FDR’s Holocaust of Inaction
FDR died on April 12, 1945. I was 11 years old and heard the news on the radio in the bird store, where I was buying seed for my little canary.
I ran home to tell Grandma. She broke into tears. “What will happen to the Jews?” she said.
They were dead, the Six Million, but the war in Europe wasn’t over and we didn’t know. When the truth came out a few months later, the story was that “nobody knew.”
It took about 20 years before we began to know that Roosevelt knew everything from day one about Hitler’s extermination of the Jews of Europe — and did nothing to stop it.
Now the documentation is at hand: not only did FDR know, he was a co-conspirator in the murder of the Jews. I believe it’s the duty of both Jews and gentiles to bring Roosevelt’s role in the Holocaust to the fore, to the knowledge of the world.
The Jews of America, during those horrific years of the extermination, turned their faces away from truth and delivered their votes and their love to FDR.
The Jewish establishment, led by Rabbi Stephen S. Wise, was in thrall to Roosevelt, who continually warned them that if they made a fuss over the murders of their people, they would encourage anti-Semitism in America.
They thus picked up FDR’s mantra — the only way to save the Jews was to win the war.
We won the war, and the Jews were dead. But this lie remains the line of the Roosevelt apologists, led by Arthur Schlesinger, FDR’s chief historian. Schlesinger and his acolytes dismiss the idea that Roosevelt could have saved Jews; they say that nothing could have been done.
The first answer is this: If you never tried, how do you know? Of course, it’s worse than that. Not only did FDR refuse to try, he blocked every effort to rescue Europe’s Jewry.
Roosevelt, in 1939, turned back the St. Louis from our shores, sending the Jews aboard the ship back to almost certain death in Germany. This cold-blooded rejection, on the eve of World War II, set the pattern for FDR’s policy that eventually locked the Six Million into Hitler’s ovens.
Once the Germans saw that America didn’t give a damn, they understood that the Jews were the world’s garbage.
Roosevelt knew in 1941 of the Final Solution. He kept this to himself. When Rabbi Wise was informed by the Jewish underground, Roosevelt told him to keep quiet.
In November 1942, the State Department “unleashed” Wise, allowing him to say that 2 million Jews had been killed in Europe.
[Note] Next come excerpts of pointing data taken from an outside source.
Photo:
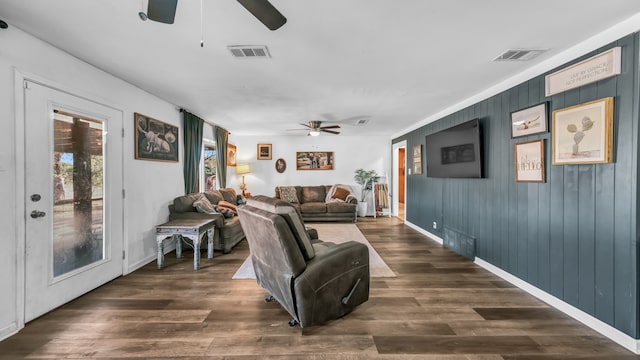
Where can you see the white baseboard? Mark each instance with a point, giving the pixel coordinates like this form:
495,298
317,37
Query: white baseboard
603,328
424,232
8,330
This story appeared in a few paragraphs in The New York Times on page 10, surrounded by ads for Thanksgiving turkeys.
Imagine if FDR had delivered this news in a press conference or in one of his famous fireside chats? The world press would have made it page one. Hitler would have known we were serious.
But the message then — and throughout the war — was that the Jews of Europe were expendable. Save them and where will they go? Better to let them die than let them come to America or, God forbid, Palestine, where Arab oil meant more than those unwanted Jews.
Ben Hecht, the great Hollywood screenwriter, refused to buy this decision. He led a group called the Emergency Committee to Save the Jews of Europe. He ran ads in the newspapers; he called Roosevelt “the humanitarian who snubbed a massacre.”
In 1944, Hecht and his committee got FDR to create the War Refugee Board. It saved 250,000 Jews. Roosevelt was running for a fourth term then. If he had done this earlier, millions of Jews could have lived.
On the anniversary of FDR’s death, I think of those dead Jews and of my bubbe, who cried the day I told her that he was gone.